When designing your templates and writing HTML, it is recommended that you consider how they will work on a variety of devices. HTML is responsive by default, it is only when styles are applied that you run in to difficultly with layouts. Therefore, if you were to apply no styles to your mark up it will respond nicely whichever device you were to view it on. Obviously that is not realistic, but it is worth bearing in mind when you approach your project, and to continually try to use as few styles as possible.
Mobile First
Whether or not your project is rolling out to multiple devices from day one, it is strongly advised that you design and write your mark-up 'Mobile First'.

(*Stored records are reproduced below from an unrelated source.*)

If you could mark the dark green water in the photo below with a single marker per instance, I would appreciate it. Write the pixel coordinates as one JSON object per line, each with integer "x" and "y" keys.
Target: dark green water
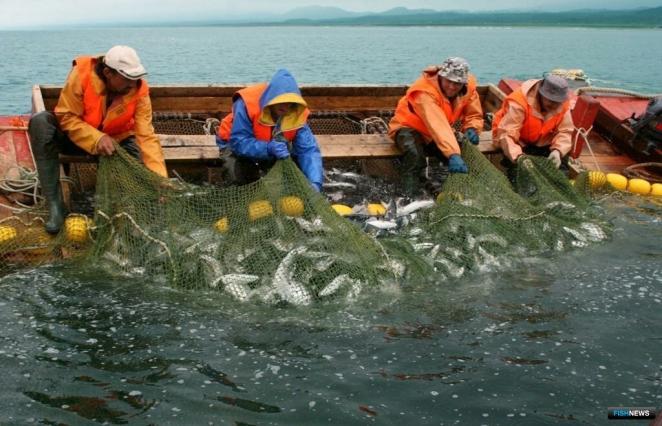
{"x": 554, "y": 341}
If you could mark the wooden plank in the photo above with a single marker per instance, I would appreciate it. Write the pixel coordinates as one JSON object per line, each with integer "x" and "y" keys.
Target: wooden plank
{"x": 190, "y": 153}
{"x": 187, "y": 140}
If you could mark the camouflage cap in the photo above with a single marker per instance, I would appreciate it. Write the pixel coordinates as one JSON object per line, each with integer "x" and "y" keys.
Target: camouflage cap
{"x": 554, "y": 88}
{"x": 455, "y": 69}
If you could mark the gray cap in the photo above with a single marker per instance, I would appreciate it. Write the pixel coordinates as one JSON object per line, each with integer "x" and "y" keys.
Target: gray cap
{"x": 554, "y": 88}
{"x": 125, "y": 61}
{"x": 455, "y": 69}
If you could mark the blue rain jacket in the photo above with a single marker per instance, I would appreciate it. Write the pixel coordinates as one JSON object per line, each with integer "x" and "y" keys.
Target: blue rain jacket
{"x": 305, "y": 150}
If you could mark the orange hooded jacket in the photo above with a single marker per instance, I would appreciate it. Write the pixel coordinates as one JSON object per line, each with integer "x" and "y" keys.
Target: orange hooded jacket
{"x": 425, "y": 109}
{"x": 83, "y": 115}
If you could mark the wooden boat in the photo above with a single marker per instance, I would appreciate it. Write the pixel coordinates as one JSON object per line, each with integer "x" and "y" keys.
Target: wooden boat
{"x": 612, "y": 143}
{"x": 349, "y": 121}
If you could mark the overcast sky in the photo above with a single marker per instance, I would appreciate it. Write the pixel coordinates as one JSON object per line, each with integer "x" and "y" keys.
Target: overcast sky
{"x": 34, "y": 13}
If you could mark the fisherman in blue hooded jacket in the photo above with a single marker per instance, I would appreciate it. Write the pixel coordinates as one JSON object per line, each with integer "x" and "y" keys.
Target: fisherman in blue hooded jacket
{"x": 268, "y": 123}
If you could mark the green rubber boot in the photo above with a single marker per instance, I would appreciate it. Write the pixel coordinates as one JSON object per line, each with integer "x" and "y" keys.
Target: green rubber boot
{"x": 49, "y": 179}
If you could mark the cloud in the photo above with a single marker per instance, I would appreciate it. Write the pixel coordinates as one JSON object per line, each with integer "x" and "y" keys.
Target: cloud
{"x": 37, "y": 13}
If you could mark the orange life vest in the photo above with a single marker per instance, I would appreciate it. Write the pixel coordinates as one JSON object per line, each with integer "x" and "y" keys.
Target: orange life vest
{"x": 93, "y": 114}
{"x": 533, "y": 128}
{"x": 406, "y": 116}
{"x": 251, "y": 97}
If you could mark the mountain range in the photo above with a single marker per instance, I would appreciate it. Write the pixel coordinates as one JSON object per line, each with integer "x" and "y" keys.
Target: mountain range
{"x": 402, "y": 16}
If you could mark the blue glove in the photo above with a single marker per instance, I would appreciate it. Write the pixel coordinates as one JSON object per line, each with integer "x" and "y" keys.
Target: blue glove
{"x": 278, "y": 150}
{"x": 472, "y": 135}
{"x": 456, "y": 164}
{"x": 222, "y": 144}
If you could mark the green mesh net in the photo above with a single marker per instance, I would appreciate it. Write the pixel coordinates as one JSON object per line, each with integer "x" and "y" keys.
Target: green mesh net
{"x": 276, "y": 241}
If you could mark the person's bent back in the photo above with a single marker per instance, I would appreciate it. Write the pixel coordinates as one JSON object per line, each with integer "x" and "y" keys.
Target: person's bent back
{"x": 535, "y": 120}
{"x": 105, "y": 100}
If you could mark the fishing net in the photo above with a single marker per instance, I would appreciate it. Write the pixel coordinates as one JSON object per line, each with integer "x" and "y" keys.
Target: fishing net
{"x": 482, "y": 222}
{"x": 276, "y": 241}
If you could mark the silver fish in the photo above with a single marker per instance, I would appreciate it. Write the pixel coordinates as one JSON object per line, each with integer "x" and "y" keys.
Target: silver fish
{"x": 381, "y": 224}
{"x": 237, "y": 285}
{"x": 312, "y": 226}
{"x": 335, "y": 284}
{"x": 284, "y": 283}
{"x": 213, "y": 271}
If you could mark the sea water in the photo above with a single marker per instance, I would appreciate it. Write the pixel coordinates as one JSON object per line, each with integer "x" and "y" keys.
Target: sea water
{"x": 623, "y": 58}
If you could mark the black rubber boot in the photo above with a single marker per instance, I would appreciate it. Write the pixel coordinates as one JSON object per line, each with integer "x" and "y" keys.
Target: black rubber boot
{"x": 43, "y": 131}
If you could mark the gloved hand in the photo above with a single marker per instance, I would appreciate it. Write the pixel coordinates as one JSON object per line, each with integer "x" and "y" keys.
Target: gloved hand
{"x": 278, "y": 149}
{"x": 456, "y": 164}
{"x": 555, "y": 157}
{"x": 472, "y": 135}
{"x": 222, "y": 144}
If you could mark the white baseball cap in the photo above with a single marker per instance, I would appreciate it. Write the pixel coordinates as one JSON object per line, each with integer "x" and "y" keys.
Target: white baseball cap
{"x": 125, "y": 61}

This means defining the most basic, linear version of your template, and then building up the design and complexity as you gain more screen real-estate on bigger devices. This means your content will be as semantic as possible, and should mean that your styles are only additive - you are not overriding existing styles to create more simple layouts.
Simple layouts
Creating templates that allow content to flow down the page means that the layout will not break, whatever the amount of content, or the width of the device. These types of template are therefore more stable and, from a development point of view, more simple to create.
Complex layouts
By adding different sub-elements to simple scrolling templates, you can create quite complex layouts, and allow more variety within the templates. This allows you to handle a wider variety of content in your app.
Other complex layouts can include columns. Using CSS3 columns (which are not particularly advanced in their capability) is currently the only really viable method. There are features in the pipeline that will make these layouts easier, eg Regions, but they're a while away from being usable.